At a high level, the purpose of the tokenizer is to partition the given input
into a sequence of strings representing tokens. The decision of where to put the
boundaries between these strings is done on a character-by-character basis. To
mark the start of a token, the action `mark` is used. Note that the mark is
placed _before_ the character that caused the action to be executed. That is, in
the following transition rule
```
foo -> bar for 'a' do mark;
```
the mark is placed _before_ the `a`.
Once the end of a token has been reached, the `emit` action is used. This
creates a token from the part of the input spanning from the most recent `mark`
up to (and including) the character that caused the transition to which the
`emit` action is attached.
As an example, consider the following state machine that splits a sequence of
zeroes and ones into tokens consisting of (maximal) runs of each character:
```
start: default
table default {
# This is essentially just an unconditional state transition.
0 -> zero_or_one for * do pushback;
zero_or_one -> zeros for '0' do mark;
zero_or_one -> ones for '1' do mark;
zeros -> zeros for '0'
zeros -> zero_or_one for * do pushback; emit(ZEROS);
ones -> zero_or_one for * do pushback; emit(ONES);
ones -> ones for '1'
}
```
The `pushback` action has the effect of "pushing back" the current character.
(In reality, all this does is move the pointer to the current character one step
back. It is thus not a problem to have several pushbacks in a row.)
> Note: The order in which the transition rules for a state is specified does
> not matter. Even if the `*` state is listed first, as with `ones` above, it
> does not take precedence over other more specific character sets.
After tokenizing a string with the above grammar, the result will be a sequence
of `ZEROS` and `ONES` tokens. Each of these will have three pieces of data
associated with it: the starting point (line and column), the end point (also
line and column), and the characters that make up the token. Note that `emit`
accepts a second argument (which must be a string) as well. For example, the
transition for code when reaching a newline is:
```
feed = '\r' or '\n'
...
code -> whitespace_line for feed do emit(NEWLINE, "\n"); newline;
```
This has the effect of normalizing end of line characters to be `\n`.
>Note: The replacement text may have a different length than the distance to the
>most recent `span`. This may not be desirable.
The above snippet introduces another action: `newline`. This has the effect of
resetting the column counter to zero and incrementing the line counter.
>Note: There are some peculiarities about newlines, and the tokenizer will get
>confused if they are not handled through the `newline` action.

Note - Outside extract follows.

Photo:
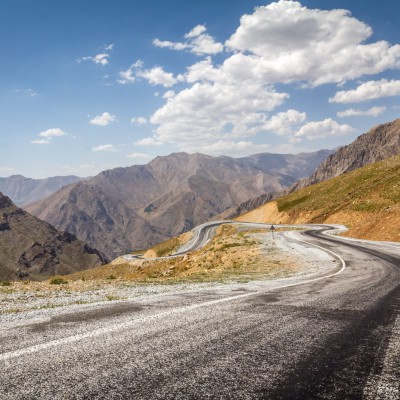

The last two actions have to do with maintaining a stack of parsing tables. At
all points, the behavior of the tokenizer is governed by the table that is on
top of the stack. The `push` action pushes the specified table (given as an
argument) on top of this stack. Naturally, the `pop` action does the opposite,
discarding the top element.
This leaves the final point of interest: what decides which transitions are
"active" at a given point?
The way this functions is essentially like method dispatch in Python (though
thankfully there is no multiple inheritance). Thus, given the current state and
the current character, we first look in the table on top of the stack. If this
table does not have a transition for the given state and character, we next look
at the table it inherits from, and so forth.